Sec. 34-33a. Merger of limited partnerships.

      Sec. 34-33a. Merger of limited partnerships. (a) Pursuant to a plan of merger, approved in the manner provided by section 34-33c, one or more domestic limited partnerships may merge with or into any one or more domestic or foreign limited partnerships or any one or more other entities formed or organized under the laws of this state or any other state or any foreign country or other foreign jurisdiction, or any combination thereof, and the plan shall name the survivor.

      (b) The plan of merger, which may be embodied in an agreement, shall set forth: (1) The name and jurisdiction of organization of each party to the merger and the name of the limited partnership or other entity which is to be the survivor; (2) the terms and conditions of the merger, including the manner and basis of converting the shares or interests of each party to the merger into shares or other securities, interests, obligations, rights to acquire shares or other securities, cash or other property, or any combination thereof, and which may include provision for the distribution by any merging limited partnership or other entity of cash, securities of any limited partnership or other entity or other property in lieu of, in addition to, in exchange for or upon conversion of all or part of the interests in a limited partnership or other entity which is not the survivor in the merger; (3) any changes in the certificate of limited partnership or the organizational documents of the survivor; (4) the effective date or time, which shall be a date or time certain, of the merger if it is not to be effective upon the filing of the certificate of merger; and (5) such other provisions with respect to the merger as are deemed necessary or desirable. If the merger involves one or more other entities, a written plan of merger which meets the requirements for merger of the statutes under which such other entity is organized or by which it is governed shall be deemed to meet the requirements of this section.

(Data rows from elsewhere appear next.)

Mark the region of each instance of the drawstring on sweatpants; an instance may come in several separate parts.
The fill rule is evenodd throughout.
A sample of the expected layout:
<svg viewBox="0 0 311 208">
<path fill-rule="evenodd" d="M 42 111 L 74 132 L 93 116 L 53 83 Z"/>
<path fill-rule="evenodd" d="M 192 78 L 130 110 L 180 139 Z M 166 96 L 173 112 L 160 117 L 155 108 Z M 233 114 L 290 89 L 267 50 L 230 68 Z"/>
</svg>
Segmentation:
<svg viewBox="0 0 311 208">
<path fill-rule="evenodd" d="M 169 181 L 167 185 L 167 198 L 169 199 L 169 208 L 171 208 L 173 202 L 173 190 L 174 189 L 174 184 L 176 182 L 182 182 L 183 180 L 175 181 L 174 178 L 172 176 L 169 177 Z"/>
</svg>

      (P.A. 93-363, S. 27; P.A. 03-18, S. 55; P.A. 04-99, S. 3.)

      History: P.A. 03-18 amended Subsec. (a) by adding provisions re one or more limited partnerships or other entities and re organized under the laws of any foreign country or other foreign jurisdiction or combination thereof, and replacing "surviving or resulting limited partnership" with "survivor", and amended Subsec. (b) by replacing references to surviving or resulting limited partnership with references to survivor, adding references to other entity, replacing "of the merging limited partnerships and a designation of which" with "party to the merger and the name of the" in Subdiv. (1), adding provision re manner and basis of converting shares or interests in Subdiv. (2), adding provision re organizational documents in Subdiv. (3), and adding provision re plan of merger meeting requirements of statutes under which other entity is organized or governed, effective July 1, 2003; P.A. 04-99 amended Subsec. (a) by providing for merger with or into one or more "domestic or foreign" limited partnerships, effective May 10, 2004.